5 Stretches to Transition from Work-Time to Relaxation-Time

Perform these easy stretches to relieve work-day stress and ease your body (and mind) into relaxation of evening-time. The following stretches are for those without injury. Please consult your physician before beginning this or any exercise program.

Single Knee to Chest Stretch. Lie on your back. Inhale; Extend both legs straight on the floor. Exhale; Pull your right knee in toward your chest. Inhale;Release your right leg. Exhale; Pull your left knee into your chest. Release your left knee back to the floor. 

Hamstring Stretch. Lie on your back. Inhale; Extend your right leg straight up, perpendicular to the floor. Exhale; Hold ten to twenty seconds. Change leg position; extend your left leg straight up, perpendicular to the floor and hold.

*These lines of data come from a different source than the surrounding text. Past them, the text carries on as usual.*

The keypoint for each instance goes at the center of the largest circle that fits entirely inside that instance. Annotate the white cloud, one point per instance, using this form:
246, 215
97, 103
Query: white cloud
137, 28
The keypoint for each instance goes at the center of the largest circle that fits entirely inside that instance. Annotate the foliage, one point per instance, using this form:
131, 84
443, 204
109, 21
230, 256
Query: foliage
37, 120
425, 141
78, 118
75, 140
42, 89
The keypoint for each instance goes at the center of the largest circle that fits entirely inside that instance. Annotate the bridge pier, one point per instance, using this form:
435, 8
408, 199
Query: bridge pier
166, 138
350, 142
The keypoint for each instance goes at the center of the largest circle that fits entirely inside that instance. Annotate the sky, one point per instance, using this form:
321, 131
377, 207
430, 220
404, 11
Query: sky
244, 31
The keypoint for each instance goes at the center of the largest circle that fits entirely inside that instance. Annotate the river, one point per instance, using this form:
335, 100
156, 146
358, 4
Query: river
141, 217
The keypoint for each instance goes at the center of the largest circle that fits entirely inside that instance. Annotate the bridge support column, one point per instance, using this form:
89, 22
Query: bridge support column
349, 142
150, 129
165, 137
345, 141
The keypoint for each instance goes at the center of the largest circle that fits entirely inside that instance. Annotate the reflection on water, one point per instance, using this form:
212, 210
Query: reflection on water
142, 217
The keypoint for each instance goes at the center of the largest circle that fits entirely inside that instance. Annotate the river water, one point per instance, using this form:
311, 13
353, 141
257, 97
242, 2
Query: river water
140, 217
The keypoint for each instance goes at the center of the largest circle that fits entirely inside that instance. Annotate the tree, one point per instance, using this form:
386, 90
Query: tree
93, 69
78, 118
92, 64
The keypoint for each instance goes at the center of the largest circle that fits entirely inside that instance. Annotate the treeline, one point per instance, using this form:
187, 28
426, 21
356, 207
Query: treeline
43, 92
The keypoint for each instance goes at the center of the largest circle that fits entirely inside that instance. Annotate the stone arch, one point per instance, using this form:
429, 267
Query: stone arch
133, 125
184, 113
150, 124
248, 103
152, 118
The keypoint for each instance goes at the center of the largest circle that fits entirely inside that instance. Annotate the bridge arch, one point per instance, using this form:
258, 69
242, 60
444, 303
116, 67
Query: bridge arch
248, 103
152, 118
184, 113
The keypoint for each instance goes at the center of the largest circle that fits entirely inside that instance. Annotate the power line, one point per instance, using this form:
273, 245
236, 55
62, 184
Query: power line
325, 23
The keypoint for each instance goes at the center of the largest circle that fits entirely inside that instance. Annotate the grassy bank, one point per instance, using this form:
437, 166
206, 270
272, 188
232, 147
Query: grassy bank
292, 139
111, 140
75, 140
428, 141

Figure 4 Stretch. Lie on your back. Inhale; Cross your right ankle onto your left thigh, pull both legs off the floor and in toward your chest. Exhale; Hold ten to twenty seconds. Change leg position; place your left ankle on your right thigh, pull both legs in toward your chest.

Cat-back Stretch. Begin on your hands and knees on the floor. Inhale; Round your back up. Exhale; Arch your back.

Standing lunge stretch. Standing, inhale and step your right foot back about three feet. Keep both feet flat on the floor and pointing forward. Exhale; Bend your left knee and hold ten seconds. Change leg positions; step back with your left foot back about three feet, keeping both feet flat and pointing forward, bend your right knee and hold ten seconds.